Resenha do livro "Estrutura
e constituição da clínica psicanalítica – uma arqueologia das práticas de cura,
psicoterapia e tratamento". De Christian
Ingo Lenz Dunker - São
Paulo, AnnaBlume, 2011. 658 pags.
Certa vez, durante um congresso do campo lacaniano,
Antonio Quinet alcunhou Christian Dunker como um epistemólogo da Psicanálise, fazendo uma referência elogiosa aos
esforços constantes que este autor empreende no sentido de ampliar as
significações acerca dos conceitos psicanalíticos que, quando tomados
apressadamente e de forma superficial, podem levar a equívocos ou limitações. O
elogio parece justo, pois com isso, Dunker promove um salutar exercício de problematização
e crítica inteligente, desta vez tornando público um trabalho de fôlego, denso
e vital para a cena psicanalítica brasileira.
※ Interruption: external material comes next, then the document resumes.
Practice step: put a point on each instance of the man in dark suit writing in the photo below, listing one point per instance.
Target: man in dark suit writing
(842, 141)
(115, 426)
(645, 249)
Densidade que, vale dizer, não se limita apenas ao
fato de que seu Estrutura e constituição
da clínica psicanalítica – uma arqueologia das práticas de cura, psicoterapia e
tratamento chegue a mais de seiscentas páginas, fato relativamente raro na
bibliografia psicanalítica, mas que surge sim pela própria disposição do autor
em empreender uma jornada rumo a uma dimensão pouco explorada, que diz respeito
aos meandros do que Freud chamou de um tratamento pela palavra, uma prática
clínica que tocasse o anímico, que promovesse mudanças estruturais para além do
bem estar do paciente. Esse aspecto ético, que atravessou o percurso de Freud
na invenção da Psicanálise, impulsionando-o inclusive a se afastar de uma
Medicina mais curativa, foi bem retratado por Lacan e principalmente por
Foucault, autores nos quais Dunker se apóia para conceber a espinha dorsal
desse trabalho.
Tanto Lacan, com sua ousada re-leitura da obra
freudiana, bem como Foucault, com sua ferramenta conceitual representada pela
arqueologia do saber, demonstraram cada qual a seu modo, as possíveis origens
dos que precederam a Psicanálise, desde os xamãs, feiticeiros, curandeiros,
médicos e especialistas de toda ordem, alvos de variados tipos de demandas que
os homens a eles endereçaram, por vários séculos. Em suas obras, também
passaram em revista o que poderia haver nessas relações específicas que, por
meio ou não da sugestão, acabavam por operar mudanças, milagres, curas e afins.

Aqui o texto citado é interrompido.